Whoever you are, my “talking to real people in the Midwest” credentials are better than yours. I am a psychiatrist. I work in Michigan. My job is pretty much talking to former industrial workers about all the ways their lives have gone wrong, eight hours a day, every day. I am aware that these people are very angry.

But is it the level of anger where 46% of them will vote Trump? Or the level of anger where 48% of them will vote Trump? Because Hillary got about 47% of the vote in Michigan, so those two points are the difference between Trump winning the state and becoming President, versus losing the state and fading into ignominy. I do not think there is any level of deep connection to the collective consciousness of Michigan that allows you to distinguish between a 48%-Trump level of anger versus a 46%-Trump level of anger. Which means that even if you psychoanalyze Michiganders eight hours a day you still have to read the polls like everyone else. And the polls said that it was more like a 46% level of anger. And they were wrong.

But shouldn’t people who left their Beltway offices have at least realized that there was a significant amount of anger in the American people, and so Trump had a fighting chance? Yes. But all the polls also showed that there were a lot of Trump voters and that he had a fighting chance. If you were so confused that you didn’t realize that lots of people were angry and Trump had a fighting chance, I’m not sure that leaving your Beltway office would have helped much. In fact, I’m glad you didn’t. You probably would have wandered dazed into the street and gotten hit by a truck or something.

(or, if you made it to the Midwest, grain entrapment)

I guess there’s a version of this argument I endorse, which is that people who left their Beltway offices and talked to Real Americans might have realized that Trump voters were human beings with legitimate concerns and not just all alt-right Nazi KKK members. But again, if it takes a round-trip ticket to Peoria to convince our elites that people who disagree with them are not inscrutable hate-filled monsters, we have failed in a way more profound than not giving them that round-trip ticket.

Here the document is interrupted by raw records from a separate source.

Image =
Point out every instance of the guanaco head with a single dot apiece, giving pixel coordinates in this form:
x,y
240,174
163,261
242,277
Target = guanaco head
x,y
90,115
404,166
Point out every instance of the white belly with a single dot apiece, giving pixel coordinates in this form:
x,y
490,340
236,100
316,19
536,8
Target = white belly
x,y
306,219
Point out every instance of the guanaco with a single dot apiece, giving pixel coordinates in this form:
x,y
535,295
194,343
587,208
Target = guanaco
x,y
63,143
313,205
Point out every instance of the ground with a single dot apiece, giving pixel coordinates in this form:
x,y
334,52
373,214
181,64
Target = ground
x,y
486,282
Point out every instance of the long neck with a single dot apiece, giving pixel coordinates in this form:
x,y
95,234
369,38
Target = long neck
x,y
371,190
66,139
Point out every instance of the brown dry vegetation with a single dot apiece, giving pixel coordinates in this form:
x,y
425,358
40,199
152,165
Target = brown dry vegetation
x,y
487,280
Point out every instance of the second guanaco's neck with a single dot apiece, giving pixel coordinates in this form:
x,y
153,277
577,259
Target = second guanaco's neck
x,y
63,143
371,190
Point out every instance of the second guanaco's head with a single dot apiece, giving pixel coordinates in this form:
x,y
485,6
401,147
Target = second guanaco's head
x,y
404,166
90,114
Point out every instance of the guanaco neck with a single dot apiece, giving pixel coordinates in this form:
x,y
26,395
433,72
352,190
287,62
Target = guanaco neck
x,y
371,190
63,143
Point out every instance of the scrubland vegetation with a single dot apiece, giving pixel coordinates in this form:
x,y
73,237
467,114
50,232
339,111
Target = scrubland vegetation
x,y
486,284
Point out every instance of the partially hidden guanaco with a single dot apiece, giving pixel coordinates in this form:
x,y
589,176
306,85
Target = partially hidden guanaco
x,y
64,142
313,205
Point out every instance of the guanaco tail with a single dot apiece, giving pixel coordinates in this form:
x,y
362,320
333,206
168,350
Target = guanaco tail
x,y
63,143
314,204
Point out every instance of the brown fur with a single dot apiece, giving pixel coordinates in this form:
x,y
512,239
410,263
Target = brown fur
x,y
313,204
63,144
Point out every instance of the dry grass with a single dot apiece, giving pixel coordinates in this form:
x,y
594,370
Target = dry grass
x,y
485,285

7: People Who Are Worried That The Russians Hacked The Democrats To Influence The Elections

“Can you believe that the Democrats are trying to spin a narrative about foreign bogeymen out to get us?”

Okay, but did you look through the evidence that Russia was involved in the hacking? And don’t you agree it’s pretty strong?

“Yeah, but remember when the Republicans were the party of McCarthyism? And now this is totally the same thing!”

Okay, but did you look through the evidence that Russia was involved in the hacking? And don’t you agree it’s pretty strong?

“And just think, the CIA getting all upset about foreign powers interfering in an election! Pretty hypocritical, huh?”

Okay, but did you look through the evidence that Russia was involved in the hacking? And don’t you agree it’s pretty strong?

“And Hillary Clinton was such a terrible candidate, I bet it feels pretty good to be able to just blame everything on the Russians instead of admitting that you goofed by nominating her.”

Okay, but did you look through the evidence that Russia was involved in the hacking? And don’t you agree it’s pretty strong?

“There was that one guy on Twitter who posted a really cringeworthy rant about ‘game theory’. Can you believe that weirdo?”

Okay, but did you look through the evidence that Russia was involved in the hacking? And don’t you agree it’s pretty strong?

“Did I mention how funny it was that now the DEMOCRATS are the party of McCarthyism! Oooh, bogeyman Putin out to get you!”

Okay, but did you look through the evidence that Russia was involved in the hacking? And don’t you agree it’s pretty strong?

“Look, lay off, I’m not saying it’s false, I’m just saying we have more important things to talk about.”

And yet I checked your Twitter feed, and every tweet for the past two weeks has been you making fun of that game theory guy.

“I’m just saying that we’re focusing on Russia to the exclusion of everything else. Could there possibly be anything more pointlessly distracting from the real work that we’ve got to do?”